I also freed myself from the tyranny of Phillipe Starck’s gaddangdest useless piece-o’-shite pseudo Tupperware. I may have written about this before - God knows the subject is so grindingly trivial it’s tailor-made for this site - but the Starck storage containers were part of that ill-advised line of merchandise Target rolled out last year. The containers were the only items whose hue was not based on diluted urine, and - this is crucial - they nested. I bought three sets. In the end, I used the big ones for dog-food tubs. The others have been sent to the trash bin. They stained; the plastic scratched if you stared at it too long, and the lids ceased to fit. Useless crap.

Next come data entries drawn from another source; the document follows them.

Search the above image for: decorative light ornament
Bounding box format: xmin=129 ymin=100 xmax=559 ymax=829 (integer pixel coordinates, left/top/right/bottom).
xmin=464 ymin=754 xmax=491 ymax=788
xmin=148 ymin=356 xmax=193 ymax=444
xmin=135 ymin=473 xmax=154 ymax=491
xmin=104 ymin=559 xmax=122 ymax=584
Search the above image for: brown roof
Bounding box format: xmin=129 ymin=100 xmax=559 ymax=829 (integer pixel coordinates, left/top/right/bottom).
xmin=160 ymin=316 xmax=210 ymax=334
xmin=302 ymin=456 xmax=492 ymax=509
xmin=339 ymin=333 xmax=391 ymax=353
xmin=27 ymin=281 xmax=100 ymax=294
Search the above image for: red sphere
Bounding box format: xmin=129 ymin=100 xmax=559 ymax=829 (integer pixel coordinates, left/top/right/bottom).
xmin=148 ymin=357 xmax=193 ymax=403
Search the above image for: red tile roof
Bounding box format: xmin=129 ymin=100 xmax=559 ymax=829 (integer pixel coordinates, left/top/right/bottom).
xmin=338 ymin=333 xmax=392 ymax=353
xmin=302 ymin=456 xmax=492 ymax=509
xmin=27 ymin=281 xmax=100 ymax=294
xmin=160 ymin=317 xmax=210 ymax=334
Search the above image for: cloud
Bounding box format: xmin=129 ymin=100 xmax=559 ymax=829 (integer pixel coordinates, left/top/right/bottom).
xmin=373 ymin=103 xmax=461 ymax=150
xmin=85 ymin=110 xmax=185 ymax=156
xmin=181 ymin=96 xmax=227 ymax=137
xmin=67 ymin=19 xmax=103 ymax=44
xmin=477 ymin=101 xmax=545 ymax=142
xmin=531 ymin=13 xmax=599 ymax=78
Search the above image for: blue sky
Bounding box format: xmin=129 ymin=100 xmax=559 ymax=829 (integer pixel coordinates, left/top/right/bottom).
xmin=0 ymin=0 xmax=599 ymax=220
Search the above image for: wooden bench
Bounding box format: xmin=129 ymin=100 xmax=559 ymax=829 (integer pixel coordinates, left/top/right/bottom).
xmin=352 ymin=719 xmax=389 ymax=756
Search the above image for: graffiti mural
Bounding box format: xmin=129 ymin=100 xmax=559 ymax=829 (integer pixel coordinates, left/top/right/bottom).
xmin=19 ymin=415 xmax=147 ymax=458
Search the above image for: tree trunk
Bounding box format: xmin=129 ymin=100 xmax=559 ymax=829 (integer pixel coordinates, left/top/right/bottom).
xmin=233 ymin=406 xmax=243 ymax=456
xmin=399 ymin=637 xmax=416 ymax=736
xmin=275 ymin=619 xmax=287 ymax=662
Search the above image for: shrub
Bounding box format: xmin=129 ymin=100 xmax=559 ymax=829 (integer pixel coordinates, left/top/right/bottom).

It was time to crawl back to the arms of Tupperware. Did you know that Tupperware is more expensive than any other container option? Apparently the plastic is infused with ambergris.

Next stop, grocery store. We’re having a small dinner occasion tomorrow, and my wife’s making lasagna. The list was long, and I located every item - then I noticed one thing was missing. Lasagna. I put it in the cart feeling a warm glow: O the kudos I shall receive when I pull these noodles out of my ylang-ylang. And sure enough, my wife that night sighed that she’d have to go back to the store tomorrow, because she’d forgotten to put lasagna noodles on the list. I wish I’d had a trumpet fanfare for the moment: I strode to the cupboard and produced a package of Creamette non-boil lasagna noodles, and yea there was great rejoicing.

It was also over 40 today; the breeze lied about spring, and Gnat played outside in her little house.

Perfect.

So good.

And every so often - say, when you’re standing in the aisle of Target, woolgathering, recalling something you heard on the radio on the way over, or read on the web that morning, and you see headlines: Israel retaliates; Syrian forces push south or Smallpox appears contained, for now and you wonder whether this simple trivial moment will seem unutterably precious in six months, or three - and then you shake it off, and buy Tupperware. Another normal February day.

March is named after which Roman god? Yes, yes. Of course.